In a world of ever-increasing consumerism, a college education can be thought of as a commodity. Universities advertise to students – the consumers – who eagerly search out the best product. It lures us in with attractive accessories like new buildings, renovated football stadiums, high-profile research opportunities and plentiful resources. But these motivating factors are straying from the original selling point of universities – a quality education.

We aren’t getting what we pay for, and it is distorting the consumer process. Over the past few decades, college attendance costs have risen exponentially. But instead of getting back a product of equal worth, our purchase obligates us to make endless sacrifices at the cost of our happiness, sanity and ability to function as individuals.

From the outside, the University of Michigan appears to be meeting its educational goals, and exceeding the achievements of similar schools. U.S. News and World Report has consistently ranked the University as the second- or third-best public university in the country. If a magazine thinks our four years are more valuable than someone else’s four years, how can anyone disagree? But as a student who has been navigating the system for almost four years, I am deeply skeptical.

It seems like the University’s decision-makers define a “superior” education as the ability to take in high school graduates and turn them into the most valuable economic units: people who are equipped with the “skills” to enter our capitalist society and perpetuate its existence.

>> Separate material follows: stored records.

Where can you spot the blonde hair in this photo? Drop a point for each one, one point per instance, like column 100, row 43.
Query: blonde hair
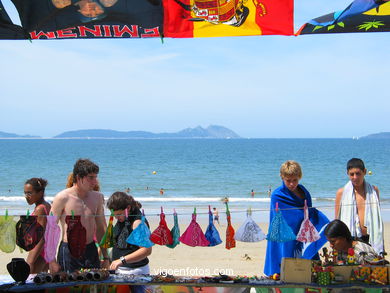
column 291, row 168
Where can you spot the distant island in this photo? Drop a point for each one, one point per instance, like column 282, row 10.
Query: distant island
column 380, row 135
column 213, row 131
column 13, row 135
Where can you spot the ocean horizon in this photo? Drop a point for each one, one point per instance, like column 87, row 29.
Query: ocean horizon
column 192, row 172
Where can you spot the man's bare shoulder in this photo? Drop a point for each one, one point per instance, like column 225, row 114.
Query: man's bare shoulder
column 63, row 194
column 96, row 194
column 340, row 191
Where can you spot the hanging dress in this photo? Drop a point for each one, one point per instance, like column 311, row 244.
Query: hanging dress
column 175, row 232
column 52, row 237
column 249, row 230
column 140, row 235
column 279, row 230
column 7, row 233
column 230, row 242
column 307, row 232
column 193, row 235
column 162, row 235
column 76, row 235
column 212, row 234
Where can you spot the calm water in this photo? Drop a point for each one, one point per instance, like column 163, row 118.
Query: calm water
column 192, row 172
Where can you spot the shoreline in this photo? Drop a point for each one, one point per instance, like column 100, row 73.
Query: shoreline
column 245, row 259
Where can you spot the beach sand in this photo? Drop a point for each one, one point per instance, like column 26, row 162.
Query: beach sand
column 245, row 259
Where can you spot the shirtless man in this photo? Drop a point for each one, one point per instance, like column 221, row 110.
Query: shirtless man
column 351, row 201
column 82, row 200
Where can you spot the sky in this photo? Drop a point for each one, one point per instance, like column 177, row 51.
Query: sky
column 311, row 86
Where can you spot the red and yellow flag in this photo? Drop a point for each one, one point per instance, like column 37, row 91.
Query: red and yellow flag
column 222, row 18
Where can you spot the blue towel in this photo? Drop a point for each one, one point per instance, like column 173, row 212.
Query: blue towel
column 287, row 203
column 212, row 234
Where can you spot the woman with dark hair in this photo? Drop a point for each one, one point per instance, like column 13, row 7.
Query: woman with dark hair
column 340, row 239
column 127, row 258
column 34, row 191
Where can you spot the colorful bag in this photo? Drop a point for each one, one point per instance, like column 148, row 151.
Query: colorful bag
column 162, row 235
column 28, row 232
column 7, row 233
column 230, row 242
column 175, row 232
column 307, row 232
column 212, row 234
column 140, row 235
column 193, row 235
column 52, row 237
column 77, row 236
column 249, row 230
column 108, row 237
column 279, row 230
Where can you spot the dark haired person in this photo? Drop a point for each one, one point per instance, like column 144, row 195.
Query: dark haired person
column 34, row 192
column 340, row 239
column 357, row 205
column 127, row 258
column 81, row 200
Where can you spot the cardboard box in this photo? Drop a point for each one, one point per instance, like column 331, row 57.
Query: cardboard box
column 379, row 274
column 295, row 270
column 344, row 271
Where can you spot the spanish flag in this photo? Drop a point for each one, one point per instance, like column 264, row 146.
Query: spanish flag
column 223, row 18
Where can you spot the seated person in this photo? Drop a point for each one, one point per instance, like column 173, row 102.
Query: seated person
column 341, row 240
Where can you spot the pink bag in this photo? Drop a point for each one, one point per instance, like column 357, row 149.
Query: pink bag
column 194, row 236
column 162, row 235
column 52, row 237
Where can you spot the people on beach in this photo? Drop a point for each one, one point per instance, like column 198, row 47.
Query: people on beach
column 291, row 197
column 69, row 182
column 81, row 201
column 341, row 240
column 34, row 192
column 269, row 191
column 216, row 215
column 357, row 205
column 127, row 258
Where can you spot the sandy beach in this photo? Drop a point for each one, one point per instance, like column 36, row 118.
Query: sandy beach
column 244, row 259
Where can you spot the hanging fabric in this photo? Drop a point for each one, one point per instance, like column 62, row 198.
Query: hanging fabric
column 162, row 235
column 212, row 234
column 7, row 233
column 52, row 237
column 249, row 230
column 193, row 235
column 175, row 231
column 76, row 235
column 307, row 232
column 279, row 230
column 28, row 232
column 141, row 234
column 107, row 240
column 230, row 242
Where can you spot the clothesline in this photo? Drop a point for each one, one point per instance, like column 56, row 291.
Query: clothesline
column 223, row 212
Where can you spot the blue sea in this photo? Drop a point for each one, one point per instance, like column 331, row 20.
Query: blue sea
column 192, row 172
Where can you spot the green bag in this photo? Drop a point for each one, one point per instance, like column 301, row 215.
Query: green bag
column 7, row 233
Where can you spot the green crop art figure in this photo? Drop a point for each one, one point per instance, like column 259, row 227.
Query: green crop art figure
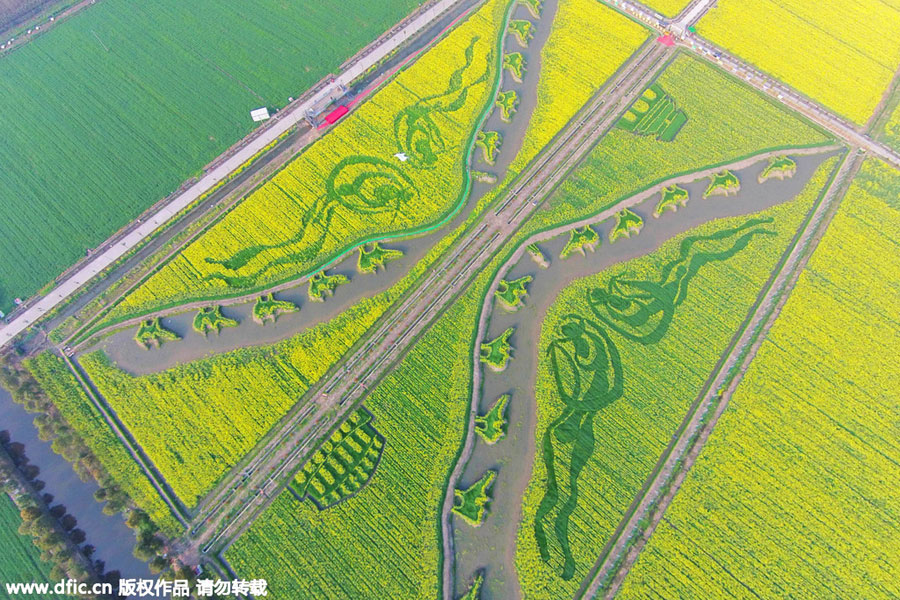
column 588, row 371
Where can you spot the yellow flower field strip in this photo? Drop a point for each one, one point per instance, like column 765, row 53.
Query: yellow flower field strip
column 842, row 53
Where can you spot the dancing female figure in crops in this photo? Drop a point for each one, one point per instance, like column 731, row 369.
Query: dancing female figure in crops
column 588, row 371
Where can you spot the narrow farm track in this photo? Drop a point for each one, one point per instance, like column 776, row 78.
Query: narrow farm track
column 135, row 234
column 489, row 303
column 773, row 88
column 618, row 555
column 346, row 386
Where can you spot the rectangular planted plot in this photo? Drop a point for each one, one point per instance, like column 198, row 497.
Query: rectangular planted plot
column 387, row 530
column 801, row 471
column 841, row 53
column 104, row 127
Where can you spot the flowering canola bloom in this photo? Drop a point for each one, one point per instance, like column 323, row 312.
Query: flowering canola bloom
column 801, row 471
column 841, row 53
column 349, row 187
column 604, row 418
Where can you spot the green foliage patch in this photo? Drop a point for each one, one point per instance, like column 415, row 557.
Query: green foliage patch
column 343, row 465
column 267, row 308
column 510, row 293
column 151, row 333
column 654, row 113
column 627, row 223
column 374, row 256
column 514, row 62
column 489, row 142
column 579, row 239
column 671, row 198
column 210, row 318
column 497, row 352
column 492, row 426
column 523, row 29
column 779, row 167
column 508, row 101
column 321, row 285
column 724, row 183
column 472, row 503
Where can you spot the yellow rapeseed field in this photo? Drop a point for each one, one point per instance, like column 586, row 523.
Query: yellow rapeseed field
column 669, row 8
column 841, row 53
column 351, row 184
column 588, row 42
column 795, row 493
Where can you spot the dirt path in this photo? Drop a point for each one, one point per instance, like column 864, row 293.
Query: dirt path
column 137, row 453
column 488, row 304
column 618, row 555
column 346, row 386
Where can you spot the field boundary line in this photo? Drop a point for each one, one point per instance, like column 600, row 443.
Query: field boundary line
column 118, row 245
column 325, row 262
column 632, row 199
column 685, row 435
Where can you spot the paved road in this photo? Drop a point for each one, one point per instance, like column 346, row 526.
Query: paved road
column 285, row 121
column 695, row 430
column 249, row 491
column 839, row 127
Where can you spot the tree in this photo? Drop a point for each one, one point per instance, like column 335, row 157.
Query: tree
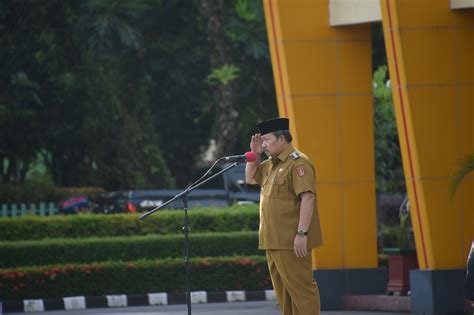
column 388, row 162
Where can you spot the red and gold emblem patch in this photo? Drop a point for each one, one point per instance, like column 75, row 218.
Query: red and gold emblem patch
column 300, row 171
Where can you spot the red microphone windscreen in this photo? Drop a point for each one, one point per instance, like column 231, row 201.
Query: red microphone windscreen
column 250, row 156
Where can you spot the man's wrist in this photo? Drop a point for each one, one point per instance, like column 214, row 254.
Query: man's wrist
column 302, row 232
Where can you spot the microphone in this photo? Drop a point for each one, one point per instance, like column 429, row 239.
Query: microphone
column 247, row 157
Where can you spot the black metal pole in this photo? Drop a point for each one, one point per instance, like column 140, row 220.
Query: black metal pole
column 186, row 252
column 184, row 196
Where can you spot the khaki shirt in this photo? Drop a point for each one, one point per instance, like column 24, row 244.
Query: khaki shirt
column 282, row 180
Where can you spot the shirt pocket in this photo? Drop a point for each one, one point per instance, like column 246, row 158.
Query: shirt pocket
column 280, row 187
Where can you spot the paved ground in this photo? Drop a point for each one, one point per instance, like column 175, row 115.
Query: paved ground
column 237, row 308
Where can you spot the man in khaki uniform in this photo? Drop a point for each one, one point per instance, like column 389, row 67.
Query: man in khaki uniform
column 289, row 222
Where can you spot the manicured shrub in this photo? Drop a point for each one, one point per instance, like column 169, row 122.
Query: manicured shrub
column 236, row 218
column 88, row 250
column 136, row 277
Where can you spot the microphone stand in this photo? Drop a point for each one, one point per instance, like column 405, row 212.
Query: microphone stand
column 184, row 197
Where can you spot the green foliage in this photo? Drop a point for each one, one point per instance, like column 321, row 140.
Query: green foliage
column 223, row 75
column 113, row 94
column 134, row 277
column 388, row 162
column 466, row 167
column 397, row 236
column 237, row 218
column 89, row 250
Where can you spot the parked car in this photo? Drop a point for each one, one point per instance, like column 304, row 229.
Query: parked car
column 74, row 205
column 234, row 191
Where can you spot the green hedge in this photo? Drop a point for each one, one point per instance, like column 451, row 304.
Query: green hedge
column 61, row 251
column 137, row 277
column 236, row 218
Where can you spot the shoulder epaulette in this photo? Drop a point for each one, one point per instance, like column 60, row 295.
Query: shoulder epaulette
column 295, row 155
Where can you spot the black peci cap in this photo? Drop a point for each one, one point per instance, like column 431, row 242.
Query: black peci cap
column 275, row 124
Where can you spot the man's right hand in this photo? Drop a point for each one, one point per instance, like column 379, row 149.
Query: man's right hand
column 256, row 144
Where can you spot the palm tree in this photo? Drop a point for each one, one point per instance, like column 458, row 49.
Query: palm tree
column 466, row 166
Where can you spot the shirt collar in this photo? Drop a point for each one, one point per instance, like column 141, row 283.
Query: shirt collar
column 283, row 156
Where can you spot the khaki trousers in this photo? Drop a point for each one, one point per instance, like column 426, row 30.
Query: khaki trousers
column 293, row 282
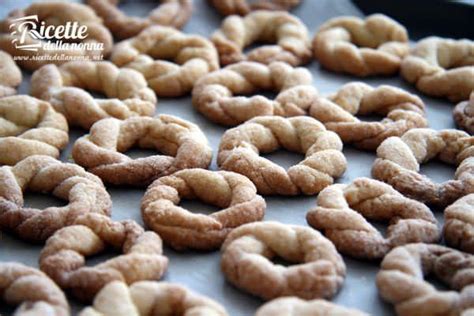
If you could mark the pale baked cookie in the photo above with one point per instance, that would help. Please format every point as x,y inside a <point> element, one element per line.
<point>402,111</point>
<point>151,298</point>
<point>463,114</point>
<point>316,270</point>
<point>441,67</point>
<point>458,228</point>
<point>399,159</point>
<point>55,13</point>
<point>170,60</point>
<point>372,46</point>
<point>174,13</point>
<point>216,95</point>
<point>285,30</point>
<point>10,75</point>
<point>32,290</point>
<point>294,306</point>
<point>182,144</point>
<point>342,212</point>
<point>244,7</point>
<point>83,191</point>
<point>64,254</point>
<point>233,193</point>
<point>240,149</point>
<point>400,280</point>
<point>64,87</point>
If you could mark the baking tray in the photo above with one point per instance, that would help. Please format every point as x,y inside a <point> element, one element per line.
<point>200,271</point>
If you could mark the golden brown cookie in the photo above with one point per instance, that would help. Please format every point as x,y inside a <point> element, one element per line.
<point>285,30</point>
<point>399,159</point>
<point>402,111</point>
<point>32,290</point>
<point>375,45</point>
<point>83,191</point>
<point>401,280</point>
<point>64,254</point>
<point>29,126</point>
<point>151,298</point>
<point>240,149</point>
<point>218,95</point>
<point>56,13</point>
<point>182,144</point>
<point>10,75</point>
<point>316,270</point>
<point>233,193</point>
<point>458,228</point>
<point>64,87</point>
<point>343,210</point>
<point>441,67</point>
<point>170,60</point>
<point>174,13</point>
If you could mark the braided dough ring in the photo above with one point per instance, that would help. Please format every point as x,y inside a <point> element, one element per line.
<point>56,13</point>
<point>286,30</point>
<point>126,90</point>
<point>318,270</point>
<point>63,256</point>
<point>441,67</point>
<point>151,298</point>
<point>240,149</point>
<point>234,193</point>
<point>403,111</point>
<point>182,143</point>
<point>33,290</point>
<point>243,7</point>
<point>400,280</point>
<point>343,209</point>
<point>293,306</point>
<point>213,95</point>
<point>84,192</point>
<point>29,126</point>
<point>463,114</point>
<point>374,46</point>
<point>399,160</point>
<point>458,228</point>
<point>174,13</point>
<point>10,75</point>
<point>150,53</point>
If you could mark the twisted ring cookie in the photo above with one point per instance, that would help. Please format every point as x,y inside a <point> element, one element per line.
<point>174,13</point>
<point>402,110</point>
<point>458,228</point>
<point>10,75</point>
<point>317,270</point>
<point>55,13</point>
<point>375,45</point>
<point>64,87</point>
<point>63,256</point>
<point>240,149</point>
<point>213,95</point>
<point>151,298</point>
<point>441,67</point>
<point>400,280</point>
<point>463,114</point>
<point>343,209</point>
<point>234,193</point>
<point>182,143</point>
<point>289,33</point>
<point>150,53</point>
<point>33,290</point>
<point>293,306</point>
<point>84,192</point>
<point>29,126</point>
<point>399,160</point>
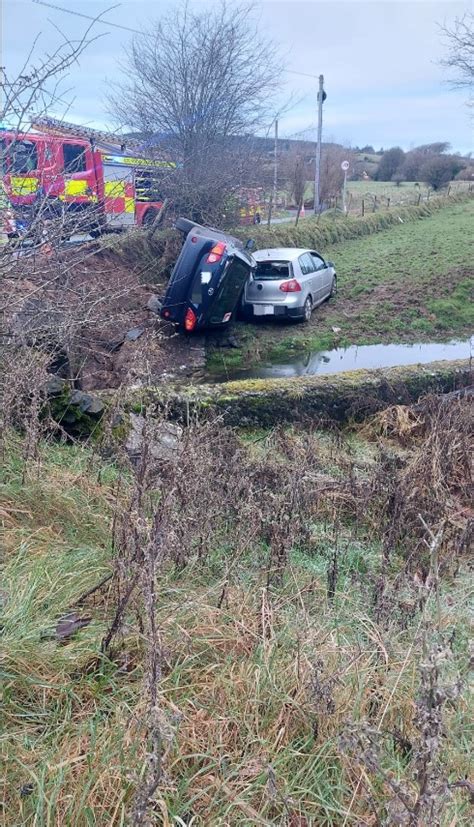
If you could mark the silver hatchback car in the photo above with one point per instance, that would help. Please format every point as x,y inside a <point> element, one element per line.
<point>288,282</point>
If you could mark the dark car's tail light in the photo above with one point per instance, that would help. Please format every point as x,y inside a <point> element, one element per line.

But we are people – not products – and I’m sick of being looked at as such. While the University may be stuffing us with things that contribute to our overall personality packages, things that may make us more marketable and desirable as lower-level employees in massive corporate structures, it is severely lacking in providing us with the tools it theoretically should.

Last week, I took a senior survey that attempted to measure the ways the University has contributed to my being. It asked how I would compare my general knowledge, critical thinking abilities and understanding of social problems now to when I first entered this college. I answered that these qualities are “much stronger” now. But apart from the fact that it brought me closer to my peers, advisers and instructors, the University should not get the credit for these great personal accomplishments.

I have done the majority of my learning on my own, outside of the classroom at The Michigan Daily, in coffee shop basements, at professors’ office hours and by having random conversations with interesting people.

Many students quickly learn that getting straight As and feeling intellectually and emotionally fulfilled are mutually exclusive – they don’t happen at the same time. So instead, these students focus their energies on doing as little as they must to “get by.” Bright-eyed freshmen become disillusioned as classes change from an opportunity to be engaged and enlightened to an excruciating chore. I can’t help but feeling like I just got duped by some infomercial into buying an expensive gizmo that doesn’t really do what the salesman said it would.

I guess as a college student with little experience in the “real world,” I can’t say for sure that this won’t all have been worth it. But if the qualities I gained here are what really matter in the “real world,” I’m not sure I like that world. While this school churns out economically valuable products waiting to be bought by the highest bidder, it also produces people of less intrinsic value.

The society we are being trained to emerge into is a dysfunctional one. Our values are misplaced and overstocked with consumerism. Americans are in what is arguably their most mentally unstable state in history. We should be learning how to change things, how to think critically and devise solutions that can and will solve the problems we will inherit from previous generations – or at the very least, we should learn how to stop contributing to them.

This is our education. We are the ones who are putting in our time, money and effort, and we should be getting back a product that we want – something that will fulfill our lives. But it seems as though we as students are the consumers of a product that attempts to turn is into products, rather than human beings undergoing personal growth and development.

Students are not robots. In order to avoid having a society full of them, our educators must stop reinforcing that quality.